Dire que l'abbé Gillard était considéré ici comme un saint homme n'a rien d'exagéré. Que quelqu'un puisse s'attaquer à la statue en bronze érigée à sa mémoire a de quoi laisser tout un village abasourdi. "Que l'on soit croyant ou pas" ajoute Michel Gortais.


"Elle est où, la statue ?"

Depuis le 19 mai, jour où la disparition a été constatée, "les gens sont anéantis, relate Jacques Ealet, l'un des fondateurs de l'association de sauvegarde des oeuvres de l'abbé Gillard. C'est misérable de faire une chose pareille. Cette statue représente une personne qui rassemblait tout le monde, quels que soient les croyances et les clivages"

Selon le maire, la statue a été volée dans la nuit de mardi à mercredi. "Elle pèse 150 à 200 kilos, explique-t-il. On en déduit sans peine qu'ils s'y sont mis à plusieurs. Ils ont coupé une vis et cassé l'autre. Des habitants disent avoir entendu un véhicule vers 1 h du matin"

Le lendemain, aucun d'entre eux ne remarque tout de suite que la silhouette en bronze de l'abbé Gillard n'est plus à sa place habituelle. "Je suis passé devant l'église quatre fois et je n'ai rien vu, reconnaît le maire. Cette statue fait tellement partie du paysage, on ne la regarde pas systématiquement". Il faut attendre l'après-midi et cette question anodine de touristes "elle est où, la statue ?" pour que la nouvelle se répande comme une traînée de poudre dans le village. Et même au-delà.


Un curé pas comme les autres 

C'est depuis Pacé, en Ille-et-Vilaine, où il vit aujourd'hui, qu'Albert Bellec a eu vent de la disparition de la statue de l'abbé Gillard. Sa femme est originaire de Tréhorenteuc et y a toujours de la famille. L'affaire est suffisamment grave pour la partager avec des proches. "Et puis, on touche là à une figure emblématique du village, souligne Albert Bellec. Il a beaucoup fait pour cette commune".

L'abbé Gillard n'est pas un curé comme les autres. Son originalité et ses prises de position agacent l'Eglise catholique. "Quand il était vicaire de Crédin, raconte Albert Bellec, il était peu apprécié par ses supérieurs de l'évêché de Vannes". Sa nomination à Tréhorenteuc, en 1942, ressemble, selon lui, à "une mise au placard.

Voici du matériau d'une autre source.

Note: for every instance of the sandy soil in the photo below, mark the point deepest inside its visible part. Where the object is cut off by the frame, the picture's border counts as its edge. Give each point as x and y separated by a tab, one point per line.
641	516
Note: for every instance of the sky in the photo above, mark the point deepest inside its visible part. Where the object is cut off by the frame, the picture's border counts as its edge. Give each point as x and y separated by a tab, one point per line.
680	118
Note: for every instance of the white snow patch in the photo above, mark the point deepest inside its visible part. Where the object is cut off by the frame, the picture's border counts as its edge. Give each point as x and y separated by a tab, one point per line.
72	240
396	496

Tréhorenteuc est un bourg pauvre à l'époque, isolé de tout". Qu'à cela ne tienne, Henri Gillard, devenu recteur, y trouve sa place et s'y plaît. 

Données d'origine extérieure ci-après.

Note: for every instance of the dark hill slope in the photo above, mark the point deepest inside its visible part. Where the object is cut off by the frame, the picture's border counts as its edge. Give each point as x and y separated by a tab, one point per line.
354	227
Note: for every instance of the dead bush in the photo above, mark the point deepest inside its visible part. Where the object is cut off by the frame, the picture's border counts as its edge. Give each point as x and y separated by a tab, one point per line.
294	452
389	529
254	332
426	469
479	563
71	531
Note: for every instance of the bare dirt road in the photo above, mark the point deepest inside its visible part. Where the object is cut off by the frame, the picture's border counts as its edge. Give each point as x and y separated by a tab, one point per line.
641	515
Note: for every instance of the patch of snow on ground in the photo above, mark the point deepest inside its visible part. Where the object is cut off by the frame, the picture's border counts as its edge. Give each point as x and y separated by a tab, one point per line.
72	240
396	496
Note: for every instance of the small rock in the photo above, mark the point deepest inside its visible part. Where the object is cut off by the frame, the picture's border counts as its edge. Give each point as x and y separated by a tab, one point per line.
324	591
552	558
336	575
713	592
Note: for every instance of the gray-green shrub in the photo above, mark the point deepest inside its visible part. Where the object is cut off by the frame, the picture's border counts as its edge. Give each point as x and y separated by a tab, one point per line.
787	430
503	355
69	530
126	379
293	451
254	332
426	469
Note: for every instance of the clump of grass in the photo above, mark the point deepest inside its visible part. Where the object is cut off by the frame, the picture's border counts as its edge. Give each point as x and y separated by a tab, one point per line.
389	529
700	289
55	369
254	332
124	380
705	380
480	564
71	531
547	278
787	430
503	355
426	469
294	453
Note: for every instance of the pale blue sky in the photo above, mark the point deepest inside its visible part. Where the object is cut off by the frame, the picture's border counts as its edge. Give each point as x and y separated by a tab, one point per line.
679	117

Il décide de restaurer la petite église avec ses deniers personnels, hérités de sa marraine. Il prête une oreille à la la légende arthurienne et au Val-sans-retour tout proche. Il n'oppose pas catholicisme et mythes. La preuve : l'église recèle un vitrail représentant les chevaliers de la Table ronde. De même y trouve-t-on un chemin de croix où figure la fée Morgane. 

Enterré dans son église

Après-guerre, c'est aussi lui qui se charge des visites du Val-sans-retour et accueille les touristes à Tréhorenteuc. "Il voulait redonner ses lettres de noblesse à la commune, la développer, indique Jacques Elaet. Il a eu cet élan et y a mis toutes ses forces".

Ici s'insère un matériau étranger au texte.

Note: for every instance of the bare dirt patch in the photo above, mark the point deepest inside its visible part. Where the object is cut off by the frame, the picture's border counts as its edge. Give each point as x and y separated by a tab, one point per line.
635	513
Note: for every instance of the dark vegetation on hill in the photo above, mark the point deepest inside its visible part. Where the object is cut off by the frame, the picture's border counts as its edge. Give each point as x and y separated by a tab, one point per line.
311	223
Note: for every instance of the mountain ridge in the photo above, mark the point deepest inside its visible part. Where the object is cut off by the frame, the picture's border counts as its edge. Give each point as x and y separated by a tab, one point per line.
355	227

Le village reçoit près de 150.000 visiteurs chaque année. "Et tout cela, on le doit à l'abbé Gillard". Lequel est enterré dans son église. "Il est resté à Tréhorenteuc jusqu'en 1962, puis y est revenu pour sa retraite" note encore Jacques Elaet. Le fondateur de l'association de sauvegarde des oeuvres de l'abbé Gillard rappelle aussi l'appétence du recteur pour la culture, sous toutes ses formes. "Il en a fait venir des artistes ici" sourit-il. Même André Breton, le chantre du surréalisme, s'est laissé envoûter par ce curé atypique. "De nombreux auteurs bretons lui ont aussi rendu hommage. Notamment Per-Jakez Hélias et Yann Brekilien"

"Ramenez-nous notre statue"

La statue volée dans la nuit de mardi à mercredi avait été inaugurée en 1999, lors d'une cérémonie commémorant le vingtième anniversaire de la mort de l'abbé Gillard. "C'est notre patrimoine qui a été dérobé" lâche le maire Michel Gortais. L'affaire est entre les mains des gendarmes de Ploërmel. "Voler une statue, ce n'est pas courant" admet-on à la gendarmerie qui explore toutes les pistes. 

A Tréhorenteuc, on espère un miracle. "L'enquête permettra peut-être de la retrouver" dit encore le maire qui lance un appel : "Ramenez-nous notre statue".